In yesterday’s pre-game post, I wondered if Arsene Wenger would set us up tactically in the same manner as he did in March 2013 when we emerged 2-0 victors from the Allianz Arena – defend deep and in numbers, and try to hit them on the counter.
In the end, that’s exactly what the manager did at Emirates stadium last night and the result of the game was the same, as we beat Bayern Munich 2-0 to significantly improve our chances of progressing from Champions League group F.
I also highlighted Petr Cech’s presence as a major reason I was confident we could beat the Germans despite having lost the last two encounters between the sides held in London, and at full-time, the former Chelsea goalkeeper was man of the match for many observers. Why the f*ck didn’t I buy a lottery ticket yesterday?
But enough narcissism, because the only people who deserve praise and discussion are the Arsenal management and players, who prepared and executed what is a rarely-used game plan for them, as well as anybody could have hoped.
We accepted Bayern were better than us in possession – and there are very few who are, hence this game-plan being utilized so irregularly – decided we’d need to defend fairly deep, stay concentrated and organised as if our lives depended on it, then spring forward using the pace of Theo Walcott, Alexis Sanchez and co, at every opportunity.
I’m sure most reading will have seen the match so I won’t go into a blow-by-blow account of proceedings but as expected, their Brazilian winger Douglas Costa was as dangerous as reports of his performances so far this season had suggested he’d be, and this current collection of Bayern players, with the way they recycle the ball and ravenously press to win it back, were easily identifiable as a Pep Guardiola-schooled side – much more so than the one we played the season before last.
Toni Kroos and Bastian Schweinsteiger may have left but Xabi Alonso and Arturo Vidal have more than adequately replaced them in Bayern’s midfield.

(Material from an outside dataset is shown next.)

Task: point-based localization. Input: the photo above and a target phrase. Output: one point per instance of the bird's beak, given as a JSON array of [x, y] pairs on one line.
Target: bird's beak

Add Tiago Alcantara and they now have a trio approaching the passing, ball retention and speed of thought of the all-conquering Pep-constructed midfield of Xavi, Andres Iniesta and Sergio Busquets. So even with the talent of Francis Coquelin, Santi Cazorla and Mesut Ozil in our own engine room, we put pragmatism over pizzazz and reaped the rewards.
After Ozil had an early shot saved by Manuel Neuer, the game settled into the pattern most of the rest of the match would play out in – Bayern had the ball, so we had to show balls. That meant not just hoofing it clear and hoping for the best but bravely trying to play out every time we sensed the time was right.
The effort expended by Arsenal players was nothing short of heroic, all the way through the team and all the way through the match. This extreme endeavour was epitomized by Hector Bellerin’s lung-bursting, stoppage time interception and run forward as the game approached it’s conclusion, to set up our second goal for Ozil.
Before then, Olivier Giroud had come off the bench to perform in the kind of determined, no-nonsense and aggressive manner I wish he would every time he pulled on an Arsenal shirt. One piece of control from a long ball dropping from height to hold up play was simply sublime and he gave us the lead from a free-kick he’d won himself, with the ball going in off a combination of the Frenchman’s face and hand.
I’m Walcott’s biggest fan but if I’m honest, despite causing Bayern a few moments of panic and seeing a header miraculously kept out by Neuer in the first half, I was a little disappointed by Theo’s overall performance. I think he still doubts himself a little too much, still looks to take the safe option a little too often and needs to have far more belief and conviction in his play. That may sound harsh given he still played his part in our win last night but I’m only critical because I think he’s capable of so much more.
Sanchez also didn’t enjoy his best night and compounded his lack of form by twice putting our defence in a perilous position by giving the ball away deep in our half but as usual, ran his socks off before being replaced late on.
Nit-picking done though and aside from what sounds like quite a bad hamstring tear for Aaron Ramsey, it was another great night to be a Gooner. We utilized our Plan B style of play and the game’s all-important first goal was scored by our Plan B striking option from the bench.
Time now to rest up, recuperate and see if we can keep our winning streak going when we host Everton on Saturday, when in all likelihood, our possession-hungry Plan A should be back in town.